Victims are pulling out of prosecutions in nearly half of violence and sex cases because of fears of reprisals and plunging conviction rates, a Telegraph investigation has found.
The proportion of violence offences where the victim withdrew support for police action has more than doubled from 19 per cent in 2014 to 45.1 per cent in the year to March 2020, according to data obtained by The Telegraph.
Rape victims are pulling out of prosecutions in 41 per cent of cases, fuelled by fears of intrusive probing into their personal life, the trauma of facing their attacker in court and falling confidence that they will get justice as conviction rates have dropped to 1.5 per cent.

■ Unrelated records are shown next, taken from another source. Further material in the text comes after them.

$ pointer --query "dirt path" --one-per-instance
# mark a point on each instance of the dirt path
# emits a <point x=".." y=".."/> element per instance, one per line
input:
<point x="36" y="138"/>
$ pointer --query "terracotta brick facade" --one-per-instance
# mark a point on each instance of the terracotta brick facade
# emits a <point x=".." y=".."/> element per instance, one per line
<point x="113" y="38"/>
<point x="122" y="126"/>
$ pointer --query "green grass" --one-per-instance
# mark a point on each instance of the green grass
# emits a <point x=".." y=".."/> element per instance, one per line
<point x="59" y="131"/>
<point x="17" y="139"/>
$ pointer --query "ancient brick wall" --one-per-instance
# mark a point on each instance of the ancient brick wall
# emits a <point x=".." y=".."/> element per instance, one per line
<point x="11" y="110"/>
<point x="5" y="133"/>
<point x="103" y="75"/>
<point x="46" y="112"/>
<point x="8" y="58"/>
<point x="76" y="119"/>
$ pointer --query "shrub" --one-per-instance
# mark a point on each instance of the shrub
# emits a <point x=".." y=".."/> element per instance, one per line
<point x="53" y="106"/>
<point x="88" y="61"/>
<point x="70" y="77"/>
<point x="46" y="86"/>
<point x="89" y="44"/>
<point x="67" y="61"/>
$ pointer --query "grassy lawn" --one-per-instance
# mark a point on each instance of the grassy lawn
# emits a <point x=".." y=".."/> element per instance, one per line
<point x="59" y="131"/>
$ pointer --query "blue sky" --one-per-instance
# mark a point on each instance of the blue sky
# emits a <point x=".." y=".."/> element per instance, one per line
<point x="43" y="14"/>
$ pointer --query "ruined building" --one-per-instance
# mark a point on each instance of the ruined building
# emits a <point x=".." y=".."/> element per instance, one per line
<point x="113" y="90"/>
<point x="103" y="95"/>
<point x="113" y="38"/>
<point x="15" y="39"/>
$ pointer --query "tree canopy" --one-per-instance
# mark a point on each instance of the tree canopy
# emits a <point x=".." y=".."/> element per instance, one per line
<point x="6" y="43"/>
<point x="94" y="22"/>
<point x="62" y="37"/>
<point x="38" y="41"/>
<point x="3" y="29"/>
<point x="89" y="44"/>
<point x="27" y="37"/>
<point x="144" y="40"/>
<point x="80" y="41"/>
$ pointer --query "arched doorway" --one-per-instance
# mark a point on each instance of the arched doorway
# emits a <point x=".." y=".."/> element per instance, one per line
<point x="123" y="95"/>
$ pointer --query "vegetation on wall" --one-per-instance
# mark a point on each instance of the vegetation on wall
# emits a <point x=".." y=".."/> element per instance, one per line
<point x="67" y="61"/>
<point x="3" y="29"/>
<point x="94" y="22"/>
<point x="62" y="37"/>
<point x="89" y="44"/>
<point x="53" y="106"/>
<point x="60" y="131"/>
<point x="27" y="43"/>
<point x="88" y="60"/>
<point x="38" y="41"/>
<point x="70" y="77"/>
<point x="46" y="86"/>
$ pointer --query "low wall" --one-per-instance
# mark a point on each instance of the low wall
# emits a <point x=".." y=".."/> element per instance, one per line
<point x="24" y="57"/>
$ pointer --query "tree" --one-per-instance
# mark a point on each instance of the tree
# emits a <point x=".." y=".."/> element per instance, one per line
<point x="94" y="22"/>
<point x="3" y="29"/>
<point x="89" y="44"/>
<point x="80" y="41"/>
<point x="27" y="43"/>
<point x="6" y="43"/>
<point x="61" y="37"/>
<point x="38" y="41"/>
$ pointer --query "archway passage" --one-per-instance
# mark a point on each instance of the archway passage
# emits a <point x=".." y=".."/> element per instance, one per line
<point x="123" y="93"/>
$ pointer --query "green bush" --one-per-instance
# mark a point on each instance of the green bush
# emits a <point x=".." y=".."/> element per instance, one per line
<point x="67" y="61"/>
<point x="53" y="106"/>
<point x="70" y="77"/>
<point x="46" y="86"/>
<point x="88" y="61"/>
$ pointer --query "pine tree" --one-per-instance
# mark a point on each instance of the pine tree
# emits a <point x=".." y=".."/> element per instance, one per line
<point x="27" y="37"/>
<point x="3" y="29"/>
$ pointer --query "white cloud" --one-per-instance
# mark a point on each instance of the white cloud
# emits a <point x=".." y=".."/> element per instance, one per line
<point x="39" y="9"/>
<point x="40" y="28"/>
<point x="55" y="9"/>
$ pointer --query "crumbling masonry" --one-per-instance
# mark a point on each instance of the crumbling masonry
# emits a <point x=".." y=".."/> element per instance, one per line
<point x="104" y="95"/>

Dame Vera Baird, the victims’ commissioner, warned that the figures were the “writing on the wall” that reflected “a growing disenchantment on the part of victims with the criminal justice system.”
She said increasing delays of up to two years before cases came to court meant “increased time when witnesses and victims could be susceptible to threats or intimidation.”
“We know many people are frightened to go to court in case they meet the defendant or their supporters. There is much that can be done to improve victim support from all the criminal justice agencies,” she said.
The proportion of robberies where the victim pulled out has risen from four per cent to 17.7 per cent between 2014 and 2020, while for public order offences, the rate has quadrupled from eight per cent to 32.9 per cent.
Sexual offences, including rape, have seen the withdrawal rate double from 17 per cent to 32.6 per cent, while for theft, it has gone up from one per cent to 7.5 per cent and for criminal damage and arson, it is up from three per cent to 16 per cent.
Fears of reprisals are thought to be a major reason for victims withdrawing from prosecutions for weapons possession, which has risen from one to 8.3 per cent.
Matt Parr, HM Inspector of Constabulary, said there was a danger the public was giving up on police solving crimes particularly high-volume crimes like car thefts, minor assaults and burglaries.
He said this was having a “corrosive” effect on the public’s trust in the criminal justice system which was fuelling victims withdrawing from cases.
Just 3.2 per cent of sex offences were solved in the year to March 2020, 5.2 per cent of thefts, 6.9 per cent of violence and 7.2 per cent of robberies.
Sir Mike Penning, a former policing and justice minister, said the Government needed to urgently investigation the reasons why “justice was not being seen to be done.”
He believed victims often felt excluded from the process and were not given a real say with their impact statement after the judge had issued their sentence. “Criminal justice needs to be more victim-centred otherwise the public will lose faith in how it is operating,” he said.
Only 52 per cent of victims said they would be likely to be a witness in a criminal trial in future if they were asked to do so, according to a Crown Prosecution Service (CPS) survey of 7,723 victims and witnesses.
“Either we try to understand the issues behind this disenchantment and address them or face the prospect of fewer cases getting to court because those affected by crime have simply given up on justice and walked away,” said Dame Vera.
A Government spokesman said that cutting crime and restoring faith in the criminal justice system was a priority which was why it had invested £85 million in the CPS, was increasing police numbers by 20,000 and introducing a new victims’ law.